Vocation Rehabilitation and Statewide Independent Living Councils
- The average rating of the effectiveness of the relationship
between VR agencies and SILC's was 6 on a scale from 1 to 10.
- Sixty-five (65) percent of the respondents perceived barriers
to effective collaboration between the state VR agency and the
SILC.
- The four major barriers cited were bureaucracy (politics), lack
of communication, funding issues, and the fact that the SILC is
not treated as an equal partner.
Independent Living Centers and Statewide Independent Living
Councils
- The average rating of the effectiveness of the relationship
between IL centers and SILC's in the respondents' states was 5
on a scale from 1 to 10.
- Eighty-eight (88) percent of the respondents perceived barriers
to effective collaboration between IL center personnel and SILC
personnel.
- The five major barriers noted were the need to work together
more, lack of understanding, power struggles, distrust, and the
fact that the SILC lacks knowledge of IL philosophy.
Recommended Steps for Improvement
The respondents provided the following suggestions as to steps
that might be taken at the individual, community, state, and national
levels to enhance working relationships between personnel of IL
centers, VR agencies, and SILC's:
1. Training for each of the groups to enhance
understanding of their respective roles
2. Training for IL centers and their boards regarding
administrative issues
3. Joint meetings between IL center personnel
and VR personnel to improve communication
4. Replacement of personnel that hinder collaborative
efforts
5. Identification of state and local issues that
IL centers and VR agencies can address jointly
From these efforts it is clear that although progress has been
made, there is still much to be done in the area of collaboration.
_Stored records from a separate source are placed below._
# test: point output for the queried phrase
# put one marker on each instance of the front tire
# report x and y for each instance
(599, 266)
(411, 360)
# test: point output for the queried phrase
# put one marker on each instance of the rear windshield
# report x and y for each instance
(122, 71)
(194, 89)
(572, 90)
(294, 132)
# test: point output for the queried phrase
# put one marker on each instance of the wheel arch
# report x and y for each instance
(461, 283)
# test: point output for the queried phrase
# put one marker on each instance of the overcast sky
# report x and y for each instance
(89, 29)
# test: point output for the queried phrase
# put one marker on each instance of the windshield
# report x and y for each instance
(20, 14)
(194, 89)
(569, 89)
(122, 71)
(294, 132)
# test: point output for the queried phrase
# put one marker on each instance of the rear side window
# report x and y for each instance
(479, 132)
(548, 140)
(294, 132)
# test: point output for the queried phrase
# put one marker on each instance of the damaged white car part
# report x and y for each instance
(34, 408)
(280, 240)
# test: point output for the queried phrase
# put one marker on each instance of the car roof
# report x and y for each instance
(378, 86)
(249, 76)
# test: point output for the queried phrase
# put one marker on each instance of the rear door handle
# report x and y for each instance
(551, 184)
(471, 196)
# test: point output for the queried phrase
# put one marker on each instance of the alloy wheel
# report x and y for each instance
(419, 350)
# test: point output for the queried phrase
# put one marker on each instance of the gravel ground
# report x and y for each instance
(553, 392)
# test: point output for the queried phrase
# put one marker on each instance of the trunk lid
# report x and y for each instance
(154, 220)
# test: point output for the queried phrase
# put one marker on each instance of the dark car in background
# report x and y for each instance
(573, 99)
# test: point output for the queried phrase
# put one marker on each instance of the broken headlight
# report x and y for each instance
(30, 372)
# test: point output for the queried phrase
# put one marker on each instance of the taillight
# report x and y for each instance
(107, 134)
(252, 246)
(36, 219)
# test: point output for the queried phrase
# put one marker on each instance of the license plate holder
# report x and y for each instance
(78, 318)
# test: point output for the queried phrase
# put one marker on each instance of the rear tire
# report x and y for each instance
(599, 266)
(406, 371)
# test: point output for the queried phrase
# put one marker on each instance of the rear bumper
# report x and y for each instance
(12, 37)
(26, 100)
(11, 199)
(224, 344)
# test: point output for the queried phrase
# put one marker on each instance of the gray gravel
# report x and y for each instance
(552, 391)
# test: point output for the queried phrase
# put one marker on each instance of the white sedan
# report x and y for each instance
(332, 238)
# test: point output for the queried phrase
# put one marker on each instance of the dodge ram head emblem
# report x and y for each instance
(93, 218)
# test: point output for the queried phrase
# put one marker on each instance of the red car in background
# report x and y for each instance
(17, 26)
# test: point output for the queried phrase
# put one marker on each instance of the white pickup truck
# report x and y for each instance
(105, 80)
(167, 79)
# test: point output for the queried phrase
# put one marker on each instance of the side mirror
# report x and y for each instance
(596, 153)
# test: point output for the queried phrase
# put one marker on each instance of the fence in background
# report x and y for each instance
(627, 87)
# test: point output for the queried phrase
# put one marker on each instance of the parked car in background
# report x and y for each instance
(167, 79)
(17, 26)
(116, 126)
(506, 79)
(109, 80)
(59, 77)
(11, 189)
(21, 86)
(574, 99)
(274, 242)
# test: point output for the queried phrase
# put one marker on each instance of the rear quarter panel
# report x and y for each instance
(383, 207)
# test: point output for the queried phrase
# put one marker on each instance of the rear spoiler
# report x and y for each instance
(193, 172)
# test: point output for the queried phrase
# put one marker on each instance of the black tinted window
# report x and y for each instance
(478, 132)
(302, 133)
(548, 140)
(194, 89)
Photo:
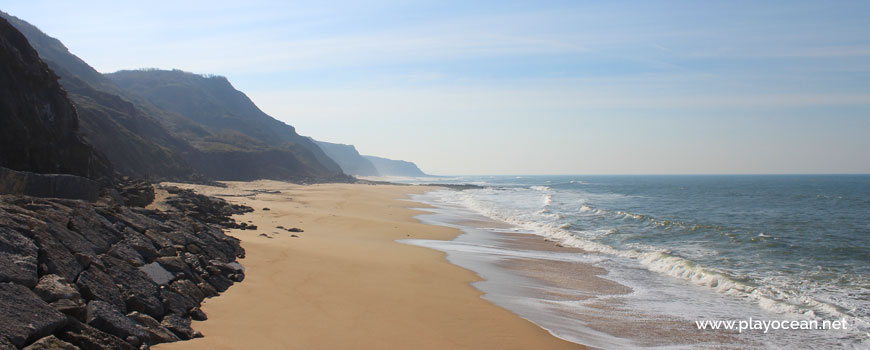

"If these steps are taken, substantial improvement could occur
and persons with disabilities would be the beneficiaries."
What the Future Holds
If all parties involved do not focus efforts on improving collaboration,
the future will likely look very much like the present. There will
be areas where working relationships between IL centers and VR are
excellent and joint programming and resources are directed toward
meeting consumer needs. There will be other areas where the relationship
has some positive and some negative aspects.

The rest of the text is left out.